Allah (cc), insanı, “eşref-i mahlûkat” olarak yarattı. Yeryüzünü insanın yaşamasına elverişli kıldı. Bütün yarattıklarını insanın hizmetine verdi ve insana emanet etti. Havasıyla suyuyla, aşıyla ekmeğiyle bütün varlık insana emanet…
Her şey Allah’ın. Biz de… Biz de emanetiz kendimize. Vücudumuz, aklımız, idrakimiz, ferasetimiz emanet. Şerefimiz, onurumuz emanet…
Eşimiz, çocuğumuz, akrabamız, komşumuz, kardeşimiz emanet… Vatanımız, milletimiz emanet.
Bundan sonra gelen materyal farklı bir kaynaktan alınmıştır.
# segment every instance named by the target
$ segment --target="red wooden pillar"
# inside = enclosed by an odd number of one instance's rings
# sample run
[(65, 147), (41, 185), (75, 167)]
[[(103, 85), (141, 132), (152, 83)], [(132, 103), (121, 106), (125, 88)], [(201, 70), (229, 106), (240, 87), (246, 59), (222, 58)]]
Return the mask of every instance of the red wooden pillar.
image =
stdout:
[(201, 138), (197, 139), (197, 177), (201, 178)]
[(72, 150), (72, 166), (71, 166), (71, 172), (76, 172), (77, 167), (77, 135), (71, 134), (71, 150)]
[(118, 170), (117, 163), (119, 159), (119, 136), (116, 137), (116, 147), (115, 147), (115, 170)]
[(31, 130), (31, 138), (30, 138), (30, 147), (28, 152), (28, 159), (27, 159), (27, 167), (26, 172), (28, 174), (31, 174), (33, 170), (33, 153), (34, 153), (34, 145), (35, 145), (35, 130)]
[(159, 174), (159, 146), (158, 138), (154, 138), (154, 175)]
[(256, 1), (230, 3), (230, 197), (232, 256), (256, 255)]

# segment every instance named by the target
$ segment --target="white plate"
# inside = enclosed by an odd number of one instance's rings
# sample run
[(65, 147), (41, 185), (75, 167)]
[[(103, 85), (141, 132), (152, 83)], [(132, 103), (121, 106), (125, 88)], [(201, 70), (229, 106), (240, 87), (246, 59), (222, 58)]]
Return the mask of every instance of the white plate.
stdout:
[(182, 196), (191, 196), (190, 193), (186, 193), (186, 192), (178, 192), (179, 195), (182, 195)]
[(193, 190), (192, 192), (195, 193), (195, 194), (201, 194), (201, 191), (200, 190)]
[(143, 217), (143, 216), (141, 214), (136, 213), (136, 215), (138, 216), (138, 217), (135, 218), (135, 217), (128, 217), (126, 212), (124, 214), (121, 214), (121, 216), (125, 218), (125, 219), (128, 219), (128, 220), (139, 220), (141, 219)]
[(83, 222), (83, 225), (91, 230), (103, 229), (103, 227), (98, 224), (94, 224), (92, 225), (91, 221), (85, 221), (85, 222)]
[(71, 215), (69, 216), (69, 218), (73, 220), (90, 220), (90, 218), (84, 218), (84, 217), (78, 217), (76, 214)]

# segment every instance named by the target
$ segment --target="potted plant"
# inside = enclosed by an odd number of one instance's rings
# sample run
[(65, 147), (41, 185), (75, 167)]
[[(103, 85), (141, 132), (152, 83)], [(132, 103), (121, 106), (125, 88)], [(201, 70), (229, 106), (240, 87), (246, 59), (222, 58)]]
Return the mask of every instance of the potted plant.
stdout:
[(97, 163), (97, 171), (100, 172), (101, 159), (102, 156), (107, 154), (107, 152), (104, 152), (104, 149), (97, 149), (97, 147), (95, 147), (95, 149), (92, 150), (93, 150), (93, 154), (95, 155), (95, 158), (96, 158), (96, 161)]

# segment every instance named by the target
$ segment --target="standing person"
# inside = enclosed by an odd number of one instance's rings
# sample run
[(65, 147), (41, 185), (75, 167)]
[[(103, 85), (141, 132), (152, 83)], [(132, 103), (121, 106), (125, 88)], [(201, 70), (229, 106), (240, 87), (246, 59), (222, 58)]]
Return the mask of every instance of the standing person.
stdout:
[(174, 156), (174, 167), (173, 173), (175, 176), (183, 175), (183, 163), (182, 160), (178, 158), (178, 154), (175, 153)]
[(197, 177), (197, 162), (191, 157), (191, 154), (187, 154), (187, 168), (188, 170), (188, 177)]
Bütün insanlar emanet. -Gücümüz yettiğince- kâinat bize emanet. Yeryüzünün halifesi olmakla görevliyiz.
Ve Allah’ın dini emanet bize.
Görevler emanet. Yönetim emanet… Canımızı, malımızı, vatanımızı emanet ediyoruz yöneticilerimize. Allah (cc) bize, emanetleri ehline vermemizi emir buyuruyor:
“Şüphesiz ki Allah; size, emanetleri ehline vermenizi ve insanlar arasında hükmettiğiniz zaman adaletle hükmetmenizi emreder.” (Nisa, 4/58) buyuruyor Rabbimiz (cc).